The beauty of this over a solution such as power path is that the device names are consistent across the cluster. With PowerPath I have come across a situation where /dev/rdsk/emcpower1a on node1 was /dev/rdsk/emcpower4a on node2 and again a different device on the other nodes. Not really user friendly, but neither a big issue with ASM: it’ll read the information from the disk headers anyway. It was more a problem with pre 11.2 when you had to use block devices to store the OCR and voting files.
Responses
Hi,
You can also use the command ‘multipath -v2’ to rebuild the aliases (i.e re-read the config-file), instead of stopping/starting the daemon.
regds
/M
Great post Martin!
I know what you mean about EMC PowerPath, but you can use the emcpadm tool to export the mappings from
one node and then import them on the other nodes to ensure consistent naming.
e.g
emcpadm export_mappings -f
and then
emcpadm import_mappings -f
Thanks again for sharing your experience.
Cheers
Neil
As Neil stated on EMC PowerPath you can also achieve the same result using:
On node 1
emcpadm getused
and then
emcpadm rename -s emcpowera -t emcpowere
emcpadm rename -s emcpowerb -t emcpowerf
emcpadm rename -s emcpowerc -t emcpowerg
On node 2
emcpadm getused
and then
emcpadm rename -s emcpowerb -t emcpowere
emcpadm rename -s emcpowera -t emcpowerf
emcpadm rename -s emcpowerc -t emcpowerg
where emcpowera and emcpowerb on nodes were inverted…
Bye,
MarcoV
Hi Marco,
can this be scripted or otherwise automated?

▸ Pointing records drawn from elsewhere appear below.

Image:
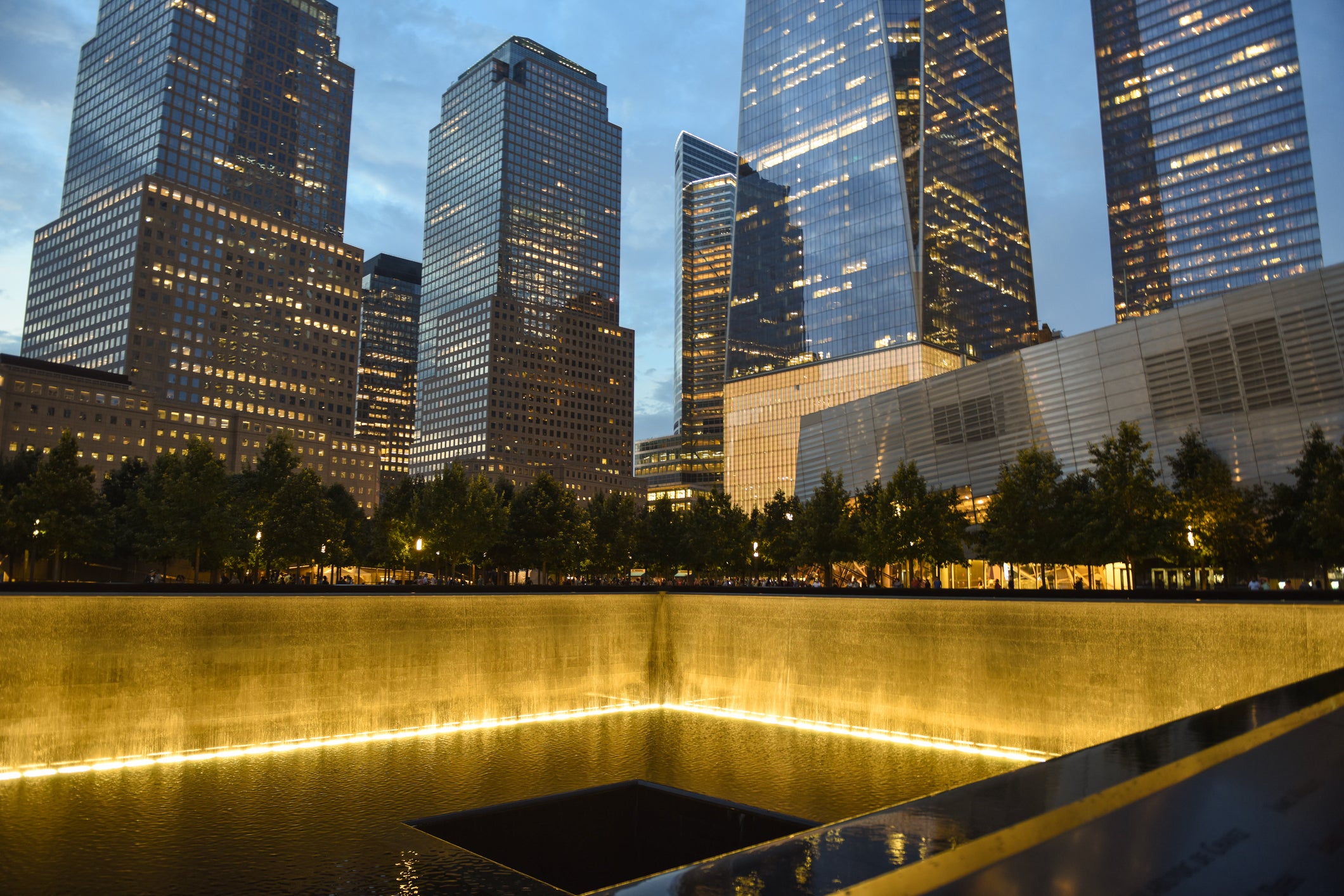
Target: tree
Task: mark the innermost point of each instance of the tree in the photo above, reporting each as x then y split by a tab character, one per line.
1129	518
287	506
1218	523
349	544
874	520
1024	518
659	538
547	525
825	531
501	553
121	494
926	525
396	522
1326	511
777	531
1302	511
715	536
613	519
297	522
60	501
444	520
16	530
184	507
487	520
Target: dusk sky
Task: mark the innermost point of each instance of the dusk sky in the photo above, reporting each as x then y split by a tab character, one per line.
669	68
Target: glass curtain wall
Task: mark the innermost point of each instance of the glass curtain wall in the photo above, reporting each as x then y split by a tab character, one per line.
881	196
1208	170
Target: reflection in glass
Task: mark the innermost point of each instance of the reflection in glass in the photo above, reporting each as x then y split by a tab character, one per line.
881	196
1208	171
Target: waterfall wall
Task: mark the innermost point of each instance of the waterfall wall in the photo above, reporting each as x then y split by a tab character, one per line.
85	679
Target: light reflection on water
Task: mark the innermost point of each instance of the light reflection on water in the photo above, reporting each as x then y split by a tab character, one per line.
91	679
87	679
328	820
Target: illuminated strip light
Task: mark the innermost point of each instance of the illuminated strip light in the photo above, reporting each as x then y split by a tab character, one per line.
948	745
945	745
288	746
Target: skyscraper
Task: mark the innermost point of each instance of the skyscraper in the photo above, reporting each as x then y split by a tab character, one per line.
389	340
881	222
198	249
523	363
706	179
1208	171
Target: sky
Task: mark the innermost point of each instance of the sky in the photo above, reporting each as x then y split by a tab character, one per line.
668	68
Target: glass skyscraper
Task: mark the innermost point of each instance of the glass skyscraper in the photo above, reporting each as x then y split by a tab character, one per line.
881	199
881	214
389	340
198	249
523	363
245	101
702	241
1208	171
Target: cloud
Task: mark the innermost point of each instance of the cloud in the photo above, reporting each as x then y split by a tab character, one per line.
39	55
668	66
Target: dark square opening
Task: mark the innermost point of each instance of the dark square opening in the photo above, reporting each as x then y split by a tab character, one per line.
590	838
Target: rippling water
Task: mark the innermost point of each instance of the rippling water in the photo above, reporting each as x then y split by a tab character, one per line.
330	820
86	679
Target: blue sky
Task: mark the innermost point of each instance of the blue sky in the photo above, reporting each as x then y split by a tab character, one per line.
668	66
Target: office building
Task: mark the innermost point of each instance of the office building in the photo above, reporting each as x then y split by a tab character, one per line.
523	363
116	421
389	340
1251	371
1208	170
706	182
691	460
882	225
198	252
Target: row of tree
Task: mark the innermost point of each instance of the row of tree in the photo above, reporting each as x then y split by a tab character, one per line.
277	515
1118	511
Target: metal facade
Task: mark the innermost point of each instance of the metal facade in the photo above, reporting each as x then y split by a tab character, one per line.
1253	371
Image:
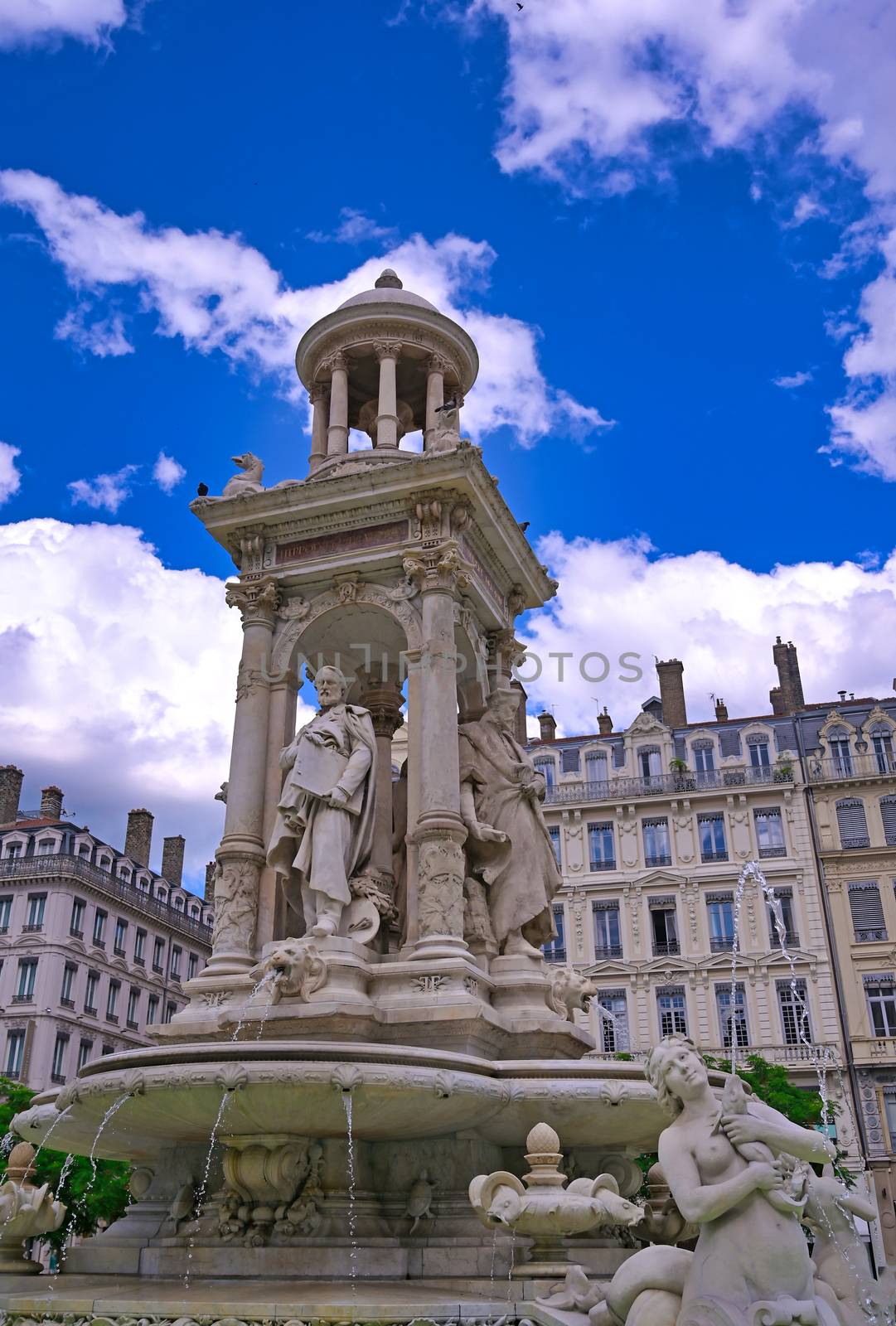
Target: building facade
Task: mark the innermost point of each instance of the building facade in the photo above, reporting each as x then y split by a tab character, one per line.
94	946
849	751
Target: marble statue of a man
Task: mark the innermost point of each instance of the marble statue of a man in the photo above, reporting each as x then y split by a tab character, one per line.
325	820
508	845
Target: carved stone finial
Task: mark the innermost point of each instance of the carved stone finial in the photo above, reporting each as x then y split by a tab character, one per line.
387	280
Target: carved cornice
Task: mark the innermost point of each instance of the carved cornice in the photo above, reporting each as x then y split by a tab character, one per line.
439	570
256	601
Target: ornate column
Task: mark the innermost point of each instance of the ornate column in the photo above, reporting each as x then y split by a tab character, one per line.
387	353
241	853
320	399
435	394
383	699
439	832
337	434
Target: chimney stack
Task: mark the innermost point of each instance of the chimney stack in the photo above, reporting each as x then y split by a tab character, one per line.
51	802
172	859
671	678
789	680
139	835
548	724
520	723
11	780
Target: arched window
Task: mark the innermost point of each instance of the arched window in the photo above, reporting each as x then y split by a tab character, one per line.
853	824
838	746
757	744
703	755
882	743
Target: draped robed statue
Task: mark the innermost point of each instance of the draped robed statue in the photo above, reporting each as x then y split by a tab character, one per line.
508	845
323	832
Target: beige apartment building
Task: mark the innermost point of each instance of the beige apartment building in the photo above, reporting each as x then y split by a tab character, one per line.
652	826
850	757
94	946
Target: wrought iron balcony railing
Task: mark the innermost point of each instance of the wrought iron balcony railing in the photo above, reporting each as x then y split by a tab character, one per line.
667	784
62	864
855	767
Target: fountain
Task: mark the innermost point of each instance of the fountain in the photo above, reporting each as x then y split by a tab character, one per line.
376	1025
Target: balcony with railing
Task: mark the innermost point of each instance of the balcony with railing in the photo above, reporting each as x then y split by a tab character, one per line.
855	767
668	784
73	868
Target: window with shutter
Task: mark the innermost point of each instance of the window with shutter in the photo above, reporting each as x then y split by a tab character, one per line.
889	815
867	912
853	824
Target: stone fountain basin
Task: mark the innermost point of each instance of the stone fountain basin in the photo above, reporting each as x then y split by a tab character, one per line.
400	1093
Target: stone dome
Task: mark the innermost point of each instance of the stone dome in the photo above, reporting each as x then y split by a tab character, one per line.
389	289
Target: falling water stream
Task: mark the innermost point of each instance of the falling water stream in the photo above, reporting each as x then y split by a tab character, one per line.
201	1193
353	1230
820	1057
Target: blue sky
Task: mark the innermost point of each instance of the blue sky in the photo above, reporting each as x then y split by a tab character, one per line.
696	222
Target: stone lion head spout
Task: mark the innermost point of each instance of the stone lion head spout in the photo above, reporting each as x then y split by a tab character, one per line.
294	968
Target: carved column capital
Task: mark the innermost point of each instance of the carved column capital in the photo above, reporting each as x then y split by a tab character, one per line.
336	361
387	349
438	364
439	569
258	601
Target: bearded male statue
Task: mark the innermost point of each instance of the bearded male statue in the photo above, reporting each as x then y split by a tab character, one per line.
325	819
508	845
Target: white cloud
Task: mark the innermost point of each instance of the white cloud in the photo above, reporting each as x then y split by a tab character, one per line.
595	88
29	22
167	472
793	380
104	337
9	474
717	617
105	492
218	293
354	229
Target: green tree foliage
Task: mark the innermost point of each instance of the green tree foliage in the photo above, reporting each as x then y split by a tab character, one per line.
88	1202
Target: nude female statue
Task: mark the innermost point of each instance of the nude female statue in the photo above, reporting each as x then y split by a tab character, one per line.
752	1261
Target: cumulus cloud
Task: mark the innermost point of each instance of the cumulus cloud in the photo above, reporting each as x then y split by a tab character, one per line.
167	472
354	229
220	295
119	680
793	380
31	22
104	337
9	474
601	90
105	492
717	617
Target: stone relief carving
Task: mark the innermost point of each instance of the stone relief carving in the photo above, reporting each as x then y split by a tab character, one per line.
236	894
569	990
26	1211
298	970
440	886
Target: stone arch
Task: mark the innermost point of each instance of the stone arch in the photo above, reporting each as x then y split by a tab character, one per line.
298	614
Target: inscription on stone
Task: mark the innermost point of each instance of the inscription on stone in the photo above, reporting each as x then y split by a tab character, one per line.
342	541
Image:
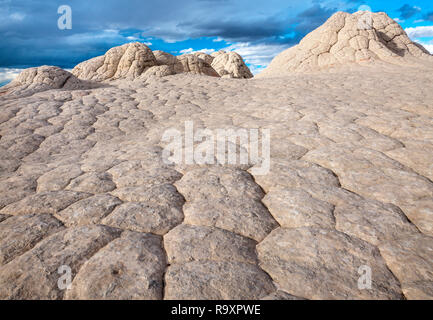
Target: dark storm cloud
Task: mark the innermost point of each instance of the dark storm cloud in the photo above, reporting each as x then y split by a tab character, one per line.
30	36
407	11
429	16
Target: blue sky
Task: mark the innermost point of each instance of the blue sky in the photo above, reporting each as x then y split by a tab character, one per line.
258	30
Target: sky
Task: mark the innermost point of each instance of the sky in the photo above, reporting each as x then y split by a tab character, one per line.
256	29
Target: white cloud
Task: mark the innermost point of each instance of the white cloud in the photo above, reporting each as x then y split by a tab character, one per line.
420	32
189	50
257	56
17	16
8	74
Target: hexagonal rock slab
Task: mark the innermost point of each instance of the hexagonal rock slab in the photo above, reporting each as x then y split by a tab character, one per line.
295	174
45	202
89	211
225	198
142	173
21	233
411	260
58	178
92	182
187	243
296	208
374	175
130	267
159	210
211	280
373	221
34	275
323	264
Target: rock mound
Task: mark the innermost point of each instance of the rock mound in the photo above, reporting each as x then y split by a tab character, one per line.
127	61
230	65
43	78
348	38
136	60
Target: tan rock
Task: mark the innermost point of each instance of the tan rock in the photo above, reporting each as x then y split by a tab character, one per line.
348	38
130	267
34	275
21	233
127	61
210	280
227	199
88	211
411	259
323	264
296	208
231	65
45	202
187	243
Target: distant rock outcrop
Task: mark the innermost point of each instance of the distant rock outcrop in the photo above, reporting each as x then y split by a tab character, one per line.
348	38
230	65
127	61
43	78
136	60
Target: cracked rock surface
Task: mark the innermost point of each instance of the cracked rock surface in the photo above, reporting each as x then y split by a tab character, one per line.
84	184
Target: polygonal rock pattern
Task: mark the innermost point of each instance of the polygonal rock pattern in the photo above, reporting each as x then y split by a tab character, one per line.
323	264
350	172
187	243
373	221
45	202
227	199
89	211
34	275
296	208
230	65
211	280
137	61
130	267
44	78
410	259
281	295
348	38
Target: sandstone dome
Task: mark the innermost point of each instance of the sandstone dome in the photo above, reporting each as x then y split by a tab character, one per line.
136	60
43	78
349	38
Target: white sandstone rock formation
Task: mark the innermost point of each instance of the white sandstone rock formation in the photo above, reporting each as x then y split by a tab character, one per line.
136	60
43	78
348	38
127	61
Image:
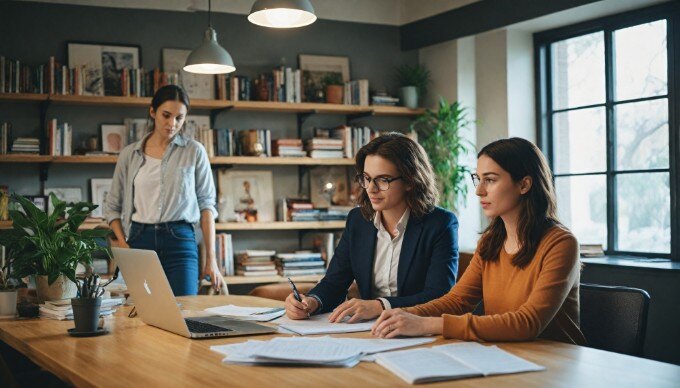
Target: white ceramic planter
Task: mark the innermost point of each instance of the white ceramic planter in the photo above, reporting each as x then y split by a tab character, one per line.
8	304
62	288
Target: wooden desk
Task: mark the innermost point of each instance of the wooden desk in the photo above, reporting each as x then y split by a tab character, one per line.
135	354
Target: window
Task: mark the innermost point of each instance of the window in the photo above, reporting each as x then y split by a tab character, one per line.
606	107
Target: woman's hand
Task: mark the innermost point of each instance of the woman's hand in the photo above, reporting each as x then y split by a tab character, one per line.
359	310
211	269
397	322
300	310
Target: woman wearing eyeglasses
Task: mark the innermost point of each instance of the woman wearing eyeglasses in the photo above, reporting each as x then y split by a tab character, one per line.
526	268
398	246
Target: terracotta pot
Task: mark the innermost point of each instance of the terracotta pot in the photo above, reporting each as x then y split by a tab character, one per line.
62	288
334	94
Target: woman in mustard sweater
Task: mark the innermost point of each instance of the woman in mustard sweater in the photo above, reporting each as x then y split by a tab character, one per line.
525	270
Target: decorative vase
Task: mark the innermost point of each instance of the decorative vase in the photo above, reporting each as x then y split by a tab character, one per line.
62	288
8	303
334	94
409	96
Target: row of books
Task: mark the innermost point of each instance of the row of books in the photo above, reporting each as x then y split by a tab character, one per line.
60	138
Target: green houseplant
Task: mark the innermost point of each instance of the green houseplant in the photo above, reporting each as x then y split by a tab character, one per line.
413	82
334	85
439	132
50	247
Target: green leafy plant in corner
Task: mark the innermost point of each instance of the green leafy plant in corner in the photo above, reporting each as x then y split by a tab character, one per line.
332	79
416	75
50	245
439	132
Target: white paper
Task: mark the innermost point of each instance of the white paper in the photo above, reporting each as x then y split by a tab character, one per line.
318	324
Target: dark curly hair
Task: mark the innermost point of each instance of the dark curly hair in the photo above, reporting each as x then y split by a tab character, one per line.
414	166
521	158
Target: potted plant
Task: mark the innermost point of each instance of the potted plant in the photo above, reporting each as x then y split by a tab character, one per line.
50	247
8	290
413	82
335	87
439	132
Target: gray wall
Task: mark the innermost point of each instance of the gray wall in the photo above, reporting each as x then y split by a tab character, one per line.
662	340
32	32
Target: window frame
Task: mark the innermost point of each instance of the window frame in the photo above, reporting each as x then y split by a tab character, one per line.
544	112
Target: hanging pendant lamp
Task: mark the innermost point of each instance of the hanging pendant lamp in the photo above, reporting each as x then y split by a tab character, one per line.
209	57
282	13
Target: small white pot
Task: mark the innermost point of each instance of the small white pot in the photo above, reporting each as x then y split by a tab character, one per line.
8	303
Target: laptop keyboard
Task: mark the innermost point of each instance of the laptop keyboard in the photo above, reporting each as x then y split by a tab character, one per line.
202	327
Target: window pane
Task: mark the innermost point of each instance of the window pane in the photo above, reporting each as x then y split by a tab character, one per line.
642	135
582	207
640	58
580	141
578	71
644	212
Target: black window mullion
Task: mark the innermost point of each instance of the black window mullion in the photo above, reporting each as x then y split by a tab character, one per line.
612	217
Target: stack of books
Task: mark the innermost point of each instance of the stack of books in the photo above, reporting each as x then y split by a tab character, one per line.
5	136
255	263
288	148
325	147
26	145
61	310
300	263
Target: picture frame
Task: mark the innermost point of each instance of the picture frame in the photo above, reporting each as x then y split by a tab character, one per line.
101	64
99	189
315	68
201	86
66	194
245	196
329	186
114	138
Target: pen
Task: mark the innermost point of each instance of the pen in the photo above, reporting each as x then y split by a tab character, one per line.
296	294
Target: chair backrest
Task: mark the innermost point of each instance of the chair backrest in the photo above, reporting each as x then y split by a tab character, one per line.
614	318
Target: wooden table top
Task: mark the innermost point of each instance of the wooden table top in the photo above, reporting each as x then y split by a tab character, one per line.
135	354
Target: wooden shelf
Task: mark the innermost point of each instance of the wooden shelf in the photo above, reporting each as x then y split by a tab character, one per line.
232	280
246	106
277	161
279	225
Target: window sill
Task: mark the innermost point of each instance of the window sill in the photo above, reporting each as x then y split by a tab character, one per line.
633	262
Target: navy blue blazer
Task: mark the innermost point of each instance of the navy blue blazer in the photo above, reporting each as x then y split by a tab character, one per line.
428	262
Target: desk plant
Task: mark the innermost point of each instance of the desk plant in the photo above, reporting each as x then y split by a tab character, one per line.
50	247
439	132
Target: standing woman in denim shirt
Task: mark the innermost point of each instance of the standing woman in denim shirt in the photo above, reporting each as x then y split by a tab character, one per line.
163	185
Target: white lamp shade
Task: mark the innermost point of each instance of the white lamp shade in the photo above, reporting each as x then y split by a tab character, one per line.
209	57
282	13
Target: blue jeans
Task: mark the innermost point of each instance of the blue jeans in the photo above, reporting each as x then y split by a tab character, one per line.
175	244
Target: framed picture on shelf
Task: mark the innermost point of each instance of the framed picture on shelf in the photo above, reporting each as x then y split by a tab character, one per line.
196	85
114	138
66	194
329	186
99	188
315	68
245	196
101	65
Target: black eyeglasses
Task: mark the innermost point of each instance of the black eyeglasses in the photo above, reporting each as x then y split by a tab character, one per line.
383	183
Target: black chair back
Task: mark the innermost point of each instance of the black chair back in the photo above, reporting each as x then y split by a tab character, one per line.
614	318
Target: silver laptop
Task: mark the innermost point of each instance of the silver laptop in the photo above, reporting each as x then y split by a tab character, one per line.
156	305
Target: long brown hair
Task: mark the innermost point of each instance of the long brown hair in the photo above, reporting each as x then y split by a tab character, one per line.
538	213
414	167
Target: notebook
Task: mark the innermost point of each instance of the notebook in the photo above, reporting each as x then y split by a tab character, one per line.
453	361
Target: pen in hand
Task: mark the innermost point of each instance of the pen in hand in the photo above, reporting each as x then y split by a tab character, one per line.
296	294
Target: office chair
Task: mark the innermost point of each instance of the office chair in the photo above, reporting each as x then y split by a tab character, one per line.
614	318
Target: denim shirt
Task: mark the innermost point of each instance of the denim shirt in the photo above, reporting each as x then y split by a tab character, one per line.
187	185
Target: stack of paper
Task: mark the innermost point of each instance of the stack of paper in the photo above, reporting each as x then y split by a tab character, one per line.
323	351
453	361
259	314
62	310
318	324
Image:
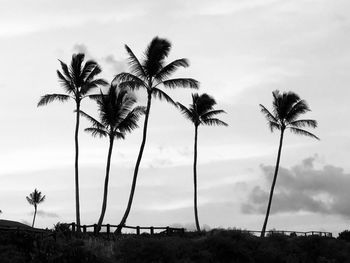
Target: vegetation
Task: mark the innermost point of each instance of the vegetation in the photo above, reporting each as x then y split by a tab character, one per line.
150	74
215	246
34	199
200	112
287	107
78	81
117	117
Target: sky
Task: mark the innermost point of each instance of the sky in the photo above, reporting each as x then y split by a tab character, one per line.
239	51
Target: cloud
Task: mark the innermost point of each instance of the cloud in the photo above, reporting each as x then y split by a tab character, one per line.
46	214
303	187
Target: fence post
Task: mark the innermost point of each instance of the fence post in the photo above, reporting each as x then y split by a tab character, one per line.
108	230
138	230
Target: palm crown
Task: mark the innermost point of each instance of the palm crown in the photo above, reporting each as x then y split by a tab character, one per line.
152	71
77	80
201	111
116	112
35	198
287	107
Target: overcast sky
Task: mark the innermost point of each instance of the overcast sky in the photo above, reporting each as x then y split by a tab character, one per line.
240	51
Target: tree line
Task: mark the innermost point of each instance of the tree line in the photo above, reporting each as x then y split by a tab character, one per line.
119	115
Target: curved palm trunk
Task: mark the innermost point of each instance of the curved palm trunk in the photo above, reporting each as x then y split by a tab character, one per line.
105	191
133	186
195	178
77	205
273	185
35	209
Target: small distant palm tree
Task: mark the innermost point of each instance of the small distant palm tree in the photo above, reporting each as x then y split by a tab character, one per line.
150	74
117	117
78	81
287	107
34	199
200	112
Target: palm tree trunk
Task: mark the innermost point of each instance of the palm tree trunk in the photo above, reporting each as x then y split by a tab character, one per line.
77	205
105	192
133	185
273	185
35	208
195	178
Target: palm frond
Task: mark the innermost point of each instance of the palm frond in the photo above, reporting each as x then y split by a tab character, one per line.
211	113
304	123
96	132
48	98
268	115
214	122
95	123
302	132
180	83
298	108
186	112
128	80
66	83
171	68
162	95
135	64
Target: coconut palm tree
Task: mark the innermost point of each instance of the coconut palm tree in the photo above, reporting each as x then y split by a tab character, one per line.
34	199
286	109
150	74
78	81
117	117
200	112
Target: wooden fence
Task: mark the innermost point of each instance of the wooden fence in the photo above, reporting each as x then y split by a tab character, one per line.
151	230
290	233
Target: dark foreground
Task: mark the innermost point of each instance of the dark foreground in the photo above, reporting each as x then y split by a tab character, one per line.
214	246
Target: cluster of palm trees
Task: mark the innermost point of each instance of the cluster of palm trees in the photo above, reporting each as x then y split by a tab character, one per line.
118	114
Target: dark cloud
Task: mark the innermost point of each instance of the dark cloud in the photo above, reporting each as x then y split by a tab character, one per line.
303	188
117	65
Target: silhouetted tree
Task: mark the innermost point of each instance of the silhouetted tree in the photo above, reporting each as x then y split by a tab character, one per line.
34	199
78	81
150	74
287	107
117	117
200	112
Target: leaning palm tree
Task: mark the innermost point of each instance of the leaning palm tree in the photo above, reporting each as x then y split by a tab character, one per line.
117	117
287	107
200	112
78	81
34	199
150	74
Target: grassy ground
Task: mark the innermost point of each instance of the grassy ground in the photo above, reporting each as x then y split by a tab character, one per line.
215	246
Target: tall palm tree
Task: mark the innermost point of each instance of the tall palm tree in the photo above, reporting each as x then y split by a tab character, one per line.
287	107
78	81
200	112
117	117
34	199
150	74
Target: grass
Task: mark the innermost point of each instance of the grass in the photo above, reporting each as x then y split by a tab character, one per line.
214	246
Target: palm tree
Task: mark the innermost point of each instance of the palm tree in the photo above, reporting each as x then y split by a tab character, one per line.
287	107
150	74
78	81
34	199
117	117
200	112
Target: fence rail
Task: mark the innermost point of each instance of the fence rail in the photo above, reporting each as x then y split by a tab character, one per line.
151	230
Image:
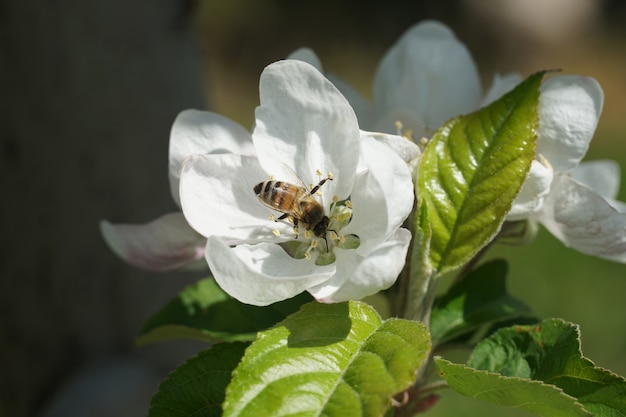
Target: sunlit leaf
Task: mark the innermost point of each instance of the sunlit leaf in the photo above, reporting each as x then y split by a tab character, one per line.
472	170
330	360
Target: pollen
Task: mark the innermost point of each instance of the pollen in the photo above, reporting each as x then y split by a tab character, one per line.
399	127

I personally would prefer to have device name stability across the cluster without having to rename devices each time a system reboots?
Martin
Hi Martin,
I believe that once you have configured it the way you want, issue a powermt save and then the namings should be permanent.
Neil
You could also use ” service multipath reload” instead of starting/stopping to reload the multipath configuration.